The White House and Education Department did not respond to requests for comment on the documents or confirm their existence.

“With the stroke of a pen, Biden can dramatically boost the economy, narrow the racial wealth gap, keep a key campaign promise and deliver a much-needed jubilee for the 99 per cent,” according to Debt Collective.

Senators Elizabeth Warren and Chuck Schumer and US Rep Ayanna Pressley have also called on the president to cancel up to $50,000 in federally held debt through executive action.

In a letter to the White House on 8 December, they pointed to a report from the Roosevelt Institute which found that if the payments resumed as scheduled on 1 February, $8bn a month and $85bn annually “will be stripped from over 18 million student loan borrowers’ budgets.”

“The pause on federal student loan payments, interest, and collections has improved borrowers’ economic security, allowing them to invest in their families, save for emergencies, and pay down other debt,” they said in a statement last month.

Senate Majority Leader Chuck Schumer is among members of Congress calling on Joe Biden to cancel up to $50,000 in student debt per borrower. (Getty Images)
Senate Majority Leader Chuck Schumer is among members of Congress calling on Joe Biden to cancel up to $50,000 in student debt per borrower. (Getty Images)

In a series of speeches on the floor of the House of Representatives last month, progressive lawmakers revived their demands to the Biden administration while standing next to a massive placard reading “CANCEL STUDENT LOAN DEBT.”

“This is getting ridiculous,” said US Rep Alexandria Ocasio-Cortez, who is among members of Congress still paying off outstanding debts from college. Her current loan balance is $17,000, she said.

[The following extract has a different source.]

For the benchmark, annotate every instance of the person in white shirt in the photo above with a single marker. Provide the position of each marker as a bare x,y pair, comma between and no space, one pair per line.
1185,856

“Growing up I was told since I was a child, ‘Your destiny is to go to college. That’s what’s gonna lift our family up and out. That is our future,’” she said.

“We still do that today,” she added.

“It’s teenagers signing up for what is often hundreds of thousands of dollars of debt, and we just do that. And our government allows that. We give 17-year-olds the ability to sign on for hundreds of thousands of dollars of debt, and we think that’s responsible policy.”